May 20, 2009 • Category: Salads
I absolutely love that dish. I ate it once at the home of Sadek Tabbarah, a Lebanese architect. His wife had made it and we ate it along with halloom sandwiches for dinner. Glistening with olive oil, studded with pine nuts, mellow from the caramelized onions and tangy with lemon juice, I thought at the time that I could eat this every day and not tire of it!
But when I moved to France and later to the States I kept looking for hindbeh or wild chicory so I could make it again, to no avail. Finally, a friend said that I could use dandelions, that it was the same plant, except cultivated. Relief. In fact, any green will do, including collard greens that can be purchased frozen. If you like to eat greens, you will love this salad!
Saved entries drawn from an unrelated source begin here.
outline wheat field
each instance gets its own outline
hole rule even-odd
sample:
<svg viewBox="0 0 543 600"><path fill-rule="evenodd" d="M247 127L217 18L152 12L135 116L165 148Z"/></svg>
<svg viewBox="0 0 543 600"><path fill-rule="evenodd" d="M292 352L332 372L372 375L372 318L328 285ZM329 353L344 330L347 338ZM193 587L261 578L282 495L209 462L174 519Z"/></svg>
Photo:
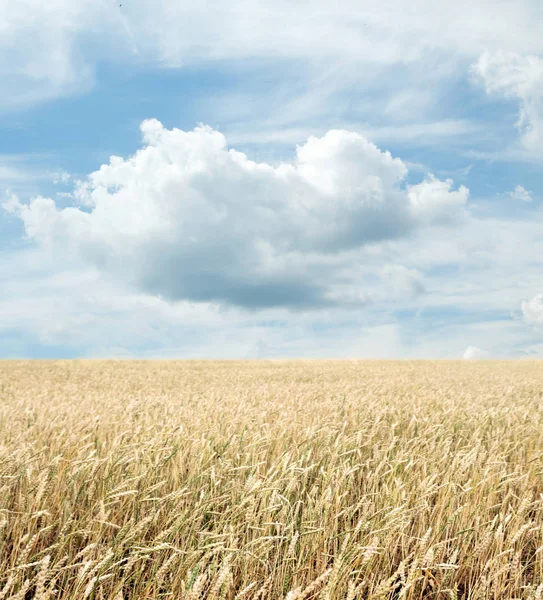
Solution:
<svg viewBox="0 0 543 600"><path fill-rule="evenodd" d="M543 364L0 362L0 599L542 599Z"/></svg>

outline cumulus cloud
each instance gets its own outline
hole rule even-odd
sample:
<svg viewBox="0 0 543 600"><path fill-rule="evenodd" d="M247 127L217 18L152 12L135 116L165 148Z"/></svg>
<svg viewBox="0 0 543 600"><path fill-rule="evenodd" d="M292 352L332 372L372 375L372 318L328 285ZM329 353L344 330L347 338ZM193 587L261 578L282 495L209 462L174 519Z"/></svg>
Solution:
<svg viewBox="0 0 543 600"><path fill-rule="evenodd" d="M465 360L488 358L488 352L486 350L481 350L481 348L478 348L477 346L468 346L465 349L462 358Z"/></svg>
<svg viewBox="0 0 543 600"><path fill-rule="evenodd" d="M488 94L519 101L517 121L524 147L543 149L543 58L512 52L484 52L472 68Z"/></svg>
<svg viewBox="0 0 543 600"><path fill-rule="evenodd" d="M521 200L522 202L531 202L534 199L532 192L522 185L515 186L515 189L509 192L509 196L511 196L513 200Z"/></svg>
<svg viewBox="0 0 543 600"><path fill-rule="evenodd" d="M465 211L466 188L430 177L406 189L405 164L357 133L310 137L293 162L272 166L207 126L147 120L141 130L133 156L113 156L77 184L82 207L12 197L6 208L43 247L171 300L361 306L368 298L345 253ZM413 289L417 277L408 274Z"/></svg>

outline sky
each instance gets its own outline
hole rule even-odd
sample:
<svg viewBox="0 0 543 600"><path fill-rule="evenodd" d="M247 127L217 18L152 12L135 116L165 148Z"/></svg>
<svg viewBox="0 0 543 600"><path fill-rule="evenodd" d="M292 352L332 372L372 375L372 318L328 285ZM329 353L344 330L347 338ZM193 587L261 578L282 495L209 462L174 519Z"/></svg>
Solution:
<svg viewBox="0 0 543 600"><path fill-rule="evenodd" d="M540 0L0 0L0 358L543 357Z"/></svg>

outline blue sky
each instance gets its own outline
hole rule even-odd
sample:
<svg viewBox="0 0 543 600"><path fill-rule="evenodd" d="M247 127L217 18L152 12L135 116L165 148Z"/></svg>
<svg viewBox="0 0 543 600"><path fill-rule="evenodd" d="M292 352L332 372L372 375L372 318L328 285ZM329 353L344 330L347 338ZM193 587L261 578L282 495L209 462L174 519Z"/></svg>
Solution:
<svg viewBox="0 0 543 600"><path fill-rule="evenodd" d="M0 7L0 357L537 357L536 0Z"/></svg>

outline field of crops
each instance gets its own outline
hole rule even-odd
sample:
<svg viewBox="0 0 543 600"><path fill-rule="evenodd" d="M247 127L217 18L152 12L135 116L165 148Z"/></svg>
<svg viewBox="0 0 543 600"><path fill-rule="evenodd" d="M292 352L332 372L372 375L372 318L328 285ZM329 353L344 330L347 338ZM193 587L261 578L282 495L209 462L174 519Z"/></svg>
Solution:
<svg viewBox="0 0 543 600"><path fill-rule="evenodd" d="M0 600L543 599L543 363L0 362Z"/></svg>

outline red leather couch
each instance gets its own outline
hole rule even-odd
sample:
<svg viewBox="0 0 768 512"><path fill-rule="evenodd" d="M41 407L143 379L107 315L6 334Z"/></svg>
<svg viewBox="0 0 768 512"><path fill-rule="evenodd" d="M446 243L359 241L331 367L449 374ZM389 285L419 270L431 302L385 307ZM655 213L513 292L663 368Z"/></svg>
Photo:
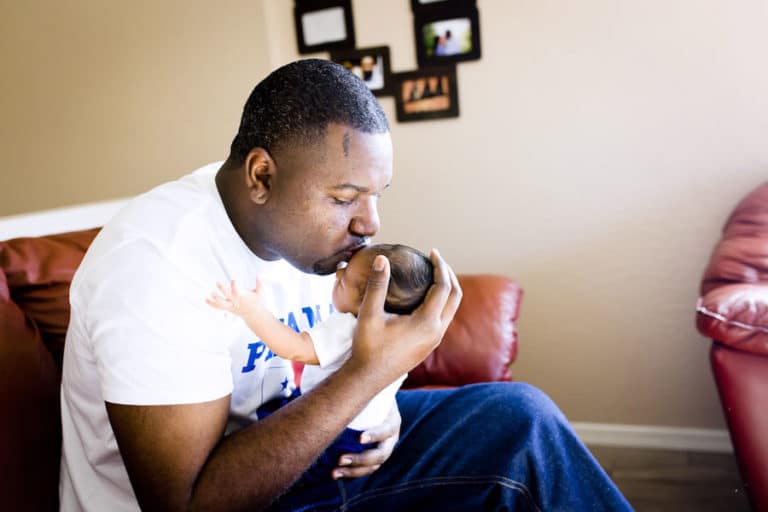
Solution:
<svg viewBox="0 0 768 512"><path fill-rule="evenodd" d="M768 183L723 227L701 283L699 331L752 508L768 511Z"/></svg>
<svg viewBox="0 0 768 512"><path fill-rule="evenodd" d="M58 509L59 383L69 283L98 229L0 241L0 508ZM464 298L443 343L405 387L511 380L522 290L459 276Z"/></svg>

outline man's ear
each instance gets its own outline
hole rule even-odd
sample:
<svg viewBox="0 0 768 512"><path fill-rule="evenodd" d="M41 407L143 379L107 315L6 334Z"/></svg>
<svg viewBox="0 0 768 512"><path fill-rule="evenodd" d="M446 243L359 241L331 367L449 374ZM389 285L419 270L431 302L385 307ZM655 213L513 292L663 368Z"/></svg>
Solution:
<svg viewBox="0 0 768 512"><path fill-rule="evenodd" d="M245 157L245 185L248 197L256 204L264 204L272 192L277 166L264 148L253 148Z"/></svg>

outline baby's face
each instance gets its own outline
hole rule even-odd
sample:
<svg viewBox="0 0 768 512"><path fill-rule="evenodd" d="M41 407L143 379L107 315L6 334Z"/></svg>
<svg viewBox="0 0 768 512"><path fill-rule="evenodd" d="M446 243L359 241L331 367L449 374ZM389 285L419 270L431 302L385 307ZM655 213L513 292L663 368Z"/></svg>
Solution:
<svg viewBox="0 0 768 512"><path fill-rule="evenodd" d="M336 271L336 284L333 287L333 307L336 311L357 316L374 257L370 249L361 249L352 256L345 268Z"/></svg>

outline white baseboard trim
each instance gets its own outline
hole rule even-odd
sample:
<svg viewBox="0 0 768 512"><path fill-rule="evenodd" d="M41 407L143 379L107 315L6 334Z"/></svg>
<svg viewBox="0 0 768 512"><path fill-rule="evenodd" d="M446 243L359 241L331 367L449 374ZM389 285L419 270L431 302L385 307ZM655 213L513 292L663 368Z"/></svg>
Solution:
<svg viewBox="0 0 768 512"><path fill-rule="evenodd" d="M587 445L733 453L727 430L612 423L572 423Z"/></svg>
<svg viewBox="0 0 768 512"><path fill-rule="evenodd" d="M114 199L0 217L0 240L100 227L127 202L128 199Z"/></svg>

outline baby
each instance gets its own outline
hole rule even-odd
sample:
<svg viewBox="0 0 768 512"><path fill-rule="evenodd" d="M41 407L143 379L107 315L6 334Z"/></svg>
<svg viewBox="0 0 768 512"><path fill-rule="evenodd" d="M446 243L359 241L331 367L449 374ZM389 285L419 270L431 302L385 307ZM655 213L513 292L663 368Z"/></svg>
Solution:
<svg viewBox="0 0 768 512"><path fill-rule="evenodd" d="M289 399L277 399L264 404L257 411L260 418L274 412L301 392L306 393L314 388L349 359L368 274L374 258L379 254L387 257L391 269L384 310L401 315L411 313L424 301L432 285L433 267L424 254L404 245L377 244L355 253L345 268L336 271L336 284L333 287L333 306L336 312L309 331L296 332L270 313L262 304L260 283L257 282L250 291L238 290L234 281L229 288L217 283L223 296L213 293L207 300L208 304L240 316L278 356L307 365L301 376L300 391L297 390ZM401 376L368 403L309 469L306 479L328 480L342 454L361 452L373 446L360 443L360 434L384 423L405 377Z"/></svg>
INGREDIENTS: This quantity will be sufficient for 4 people
2 Bunches of dandelion greens or 20 oz of frozen collard greens
1 lb of onions, chopped
1/3 cup of extra-virgin olive oil
1/4 cup of pine nuts (optional)
salt, to taste
6 cloves of mashed garlic or 1 Tablespoon of toom
1/2 large lemon, juiced, plus 1 or 2 more lemons to juice individually
- Cook the dandelion greens (previously washed thoroughly and chopped coarsely) in a lot of water (about 2 quarts) until they wilt, around 5 minutes. Dump the whole lot in a sieve over a bowl and when cooled a bit, press with a wooden spoon to extract most of the water. Set aside.
- Heat the olive oil in a large skillet or pan and when hot, drop the onions and fry them for at least 15 minutes until they turn golden, then brown. I add a teaspoon of brown sugar to help with the process. When the onions are brown but not burnt! add the greens and mix with a wooden spoon to incorporate very well. Add the pine nuts and 2 tablespoons of lemon juice to the mixture. Cover and cook on low heat for about 10 more minutes. Add the mashed garlic the last 5 minutes of cooking. Cool the mixture a bit and serve at room temperature with lemon quarters to squeeze individually on each plate. Sahteyn!
It is customary to garnish this salad with extra caramelized onions, so when you are done browning the onions and before adding the greens you may wish to set a portion aside for the garnish.
9 Comments • Comments Feed
This is how my mom cooked it. It is available in Italian groceries.
On August 31, 2009 at 10:41 pm
Hello, I love Hindbeh too. Do you think I can find it in France? I only eat it when I go to Lebanon and this is not enough 🙂
Love ur blog and ur recipes!!
On February 1, 2010 at 2:11 pm
Hindbeh in France is pissenlit, Cherine.
On February 1, 2010 at 3:09 pm
Well, I must admit I’d never really considered eating dandelion leaves – the “Wet-The-Bed” tag would have put me off!! I think this is one I have to try, you make it sound so tasty and simple. I usually use my best food processor for food prep as my carpal tunnel problem is pretty painful – but it sounds as though I could manage this all by hand – thank you, I’m drooling already! Vanessa G
On October 3, 2010 at 7:26 am
Sakeenah Joseph says:
Huge and grateful thanks for this amazing recipe…to be honest did not try it yet but my senses tell me it’s really authentic.
Few people realize how healthy this food is.It’s packed with iron and anti-oxidants.
Thank you for an amazing recipe. I have added your site to my favorites category.
Keep up the good and delicious work!!!!
On June 24, 2011 at 7:45 am
I used swissed chard as that’s what I had on hand. Followed the recipe to a T and it was very delicious!
On January 24, 2021 at 4:19 am
@Sue Great! Yes, I love that it works fine with any greens!